Woman wearing slip

Petticoats or underskirts have been used for centuries to support the various shapes of the skirt, add warmth, and protect outer garments. Since the seventeenth century the word slip was occasionally used for certain garments worn under sheer dresses, but the fore-runner of the modern slip originated in the late nineteenth century, when the petticoat was combined with a chemise or corset cover to form a one-piece, fitted, sleeveless undergarment. Because this garment used a princess cut, which shaped the bodice and skirt by vertical seaming, it was called a "princess petticoat" or "princess slip." In the early twentieth century, it came to be called a costume slip, and then merely a slip.
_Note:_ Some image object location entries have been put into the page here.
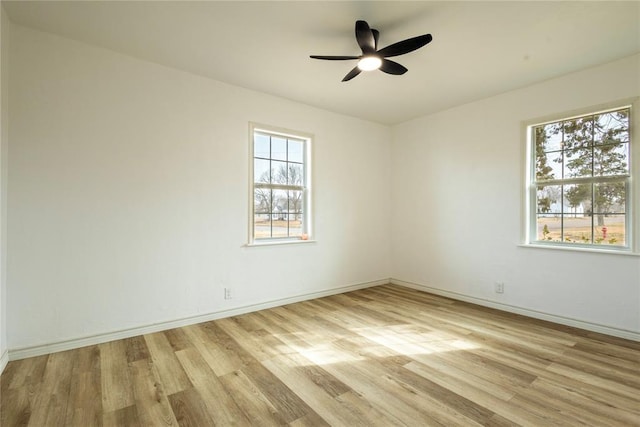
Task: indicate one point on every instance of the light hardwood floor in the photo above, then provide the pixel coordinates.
(380, 356)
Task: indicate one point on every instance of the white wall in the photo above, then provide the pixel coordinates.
(456, 196)
(4, 128)
(128, 201)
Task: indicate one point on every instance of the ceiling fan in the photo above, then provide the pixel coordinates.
(372, 58)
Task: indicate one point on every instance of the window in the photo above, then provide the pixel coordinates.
(280, 185)
(580, 178)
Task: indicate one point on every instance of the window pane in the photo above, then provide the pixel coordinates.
(296, 150)
(295, 174)
(613, 127)
(262, 226)
(548, 165)
(549, 137)
(278, 148)
(261, 146)
(611, 160)
(578, 133)
(609, 197)
(296, 203)
(261, 171)
(549, 199)
(280, 204)
(279, 172)
(612, 230)
(578, 163)
(576, 228)
(577, 199)
(549, 228)
(262, 200)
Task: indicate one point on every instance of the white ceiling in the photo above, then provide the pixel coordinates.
(479, 49)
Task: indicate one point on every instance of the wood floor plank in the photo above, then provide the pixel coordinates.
(86, 382)
(117, 388)
(171, 374)
(217, 399)
(381, 356)
(152, 404)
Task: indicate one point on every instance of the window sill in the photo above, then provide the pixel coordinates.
(581, 249)
(278, 243)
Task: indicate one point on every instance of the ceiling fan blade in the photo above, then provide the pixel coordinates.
(405, 46)
(351, 74)
(365, 38)
(333, 58)
(391, 67)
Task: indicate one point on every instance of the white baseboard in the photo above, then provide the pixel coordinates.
(594, 327)
(38, 350)
(4, 359)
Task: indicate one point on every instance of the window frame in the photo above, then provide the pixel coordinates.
(305, 188)
(632, 222)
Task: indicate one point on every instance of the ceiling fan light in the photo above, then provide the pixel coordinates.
(369, 63)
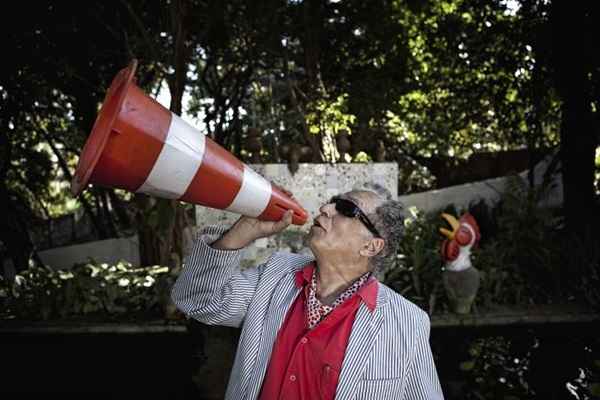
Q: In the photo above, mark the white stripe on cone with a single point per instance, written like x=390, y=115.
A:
x=254, y=195
x=178, y=161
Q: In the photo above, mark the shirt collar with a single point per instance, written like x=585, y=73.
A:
x=367, y=293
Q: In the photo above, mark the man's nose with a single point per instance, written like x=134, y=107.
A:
x=327, y=209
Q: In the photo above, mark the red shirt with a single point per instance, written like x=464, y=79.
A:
x=305, y=363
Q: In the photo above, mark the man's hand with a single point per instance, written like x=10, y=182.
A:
x=247, y=229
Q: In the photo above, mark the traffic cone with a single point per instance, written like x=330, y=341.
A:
x=138, y=145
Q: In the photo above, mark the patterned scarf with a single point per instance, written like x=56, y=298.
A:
x=316, y=310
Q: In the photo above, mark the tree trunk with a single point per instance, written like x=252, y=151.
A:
x=162, y=222
x=578, y=142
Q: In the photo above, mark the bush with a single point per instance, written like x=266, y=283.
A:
x=91, y=289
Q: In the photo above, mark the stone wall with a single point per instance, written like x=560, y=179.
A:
x=312, y=185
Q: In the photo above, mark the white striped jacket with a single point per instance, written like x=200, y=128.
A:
x=388, y=354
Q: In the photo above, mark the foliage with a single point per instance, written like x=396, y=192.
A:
x=90, y=290
x=519, y=260
x=520, y=255
x=417, y=273
x=495, y=370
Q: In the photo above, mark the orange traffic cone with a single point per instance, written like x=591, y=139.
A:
x=138, y=145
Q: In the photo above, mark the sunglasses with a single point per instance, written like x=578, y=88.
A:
x=349, y=209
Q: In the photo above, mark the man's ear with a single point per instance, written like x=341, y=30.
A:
x=373, y=247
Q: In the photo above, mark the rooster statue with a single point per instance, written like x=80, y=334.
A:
x=461, y=279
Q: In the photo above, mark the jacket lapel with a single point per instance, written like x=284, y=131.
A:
x=364, y=333
x=283, y=297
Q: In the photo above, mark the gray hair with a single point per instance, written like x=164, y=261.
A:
x=388, y=218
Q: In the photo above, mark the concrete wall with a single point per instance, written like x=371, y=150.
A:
x=312, y=185
x=489, y=190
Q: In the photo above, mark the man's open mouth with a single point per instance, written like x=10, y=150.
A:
x=317, y=224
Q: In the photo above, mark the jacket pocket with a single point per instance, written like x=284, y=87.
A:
x=372, y=389
x=328, y=382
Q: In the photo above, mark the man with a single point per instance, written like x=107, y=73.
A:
x=314, y=328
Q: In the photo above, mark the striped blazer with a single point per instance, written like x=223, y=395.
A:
x=388, y=354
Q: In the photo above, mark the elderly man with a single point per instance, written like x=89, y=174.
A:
x=314, y=328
As an underdress or underskirt, a slip provides a middle layer that mediates between underwear and outer-wear. Among its functions, a slip can make transparent garments more modest and eliminate rubbing and unsightly clinging. Originally slips were of daintily trimmed cotton or occasionally of silk, although by the 1920s rayon was widely used. The straight-cut tubes of that period gave way to more fitted slips that accentuated the figure. In the mid-twentieth century, newly invented nylon was preferred since it was washable, drip dry, required no ironing, and was also inexpensive and colorfast. Advertisements stressed that slips were durable, shadow-proof, and cut to never embarrassingly ride up. Good taste demanded that a slip be long enough-ideally exactly one inch shorter than the outer garment-but never show at the hem. For all their opaque respectability, slips were molded to the contour of the body, often daintily decorated, and ordinarily hidden from view, giving them a certain eroticism. Films and publicity photographs of stars and starlets of the time exploited the allure of the slip, most famously on Elizabeth Taylor in the 1958 film version of Tennessee Williams's Cat on a Hot Tin Roof.


With the general reduction of underwear in the 1960s some full slips incorporated bras while half-slips, bright colors, and patterns became increasingly popular. As skirt hems rose, slip lengths shortened, but they remained provocative garments. In 1962 Helen Gurley Brown's Sex and the Single Girl advised would-be flirts that showing a bit of lovely lingerie is sexy, citing a girl whose "beautiful half-slips (she has them in ten colors) always peek-a-boo a bit beneath her short sheath skirts when she sits down" (p. 78). Nevertheless, in the following decades slips came to be associated with prudish and frumpy older women. A candid photograph from 1980 caught Lady Diana Spencer, the shy young fiancée of the Prince of Wales, in a lightweight skirt against the sun, revealing the outline of her legs and her relinquishment of this once mandatory undergarment.

Underwear as Outerwear

The slip, however, was reborn as a result of the "underwear as outerwear" phenomenon of the early 1990s. The "slip dress" became a nostalgic yet daring fashion favorite, edgily imbued with the frisson of lingerie. Its revealing cut, lightweight fabric, and spaghetti straps precluded supportive undergarments, requiring a toned body and a confident attitude. As slip dresses became more popular, they were made more practical by women and even designers who layered them over white T-shirts, completing the slip's transmutation from undergarment to outergarment.

See also Lingerie; Nylon; Petticoat.


Brown, Helen Gurley. Sex and the Single Girl. New York: B. Geis Associates, 1962. Reprint, Fort Lee, N.J.: Barricade Books, 2003.

Cunnington, C. Willett, and Phillis Cunnington. The History of Underclothes. London: Michael Joseph Ltd., 1951. Reprint, London: Faber and Faber, 1981.

Ewing, Elizabeth. Dress and Undress: A History of Women's Underwear. London: Bibliophile, 1978.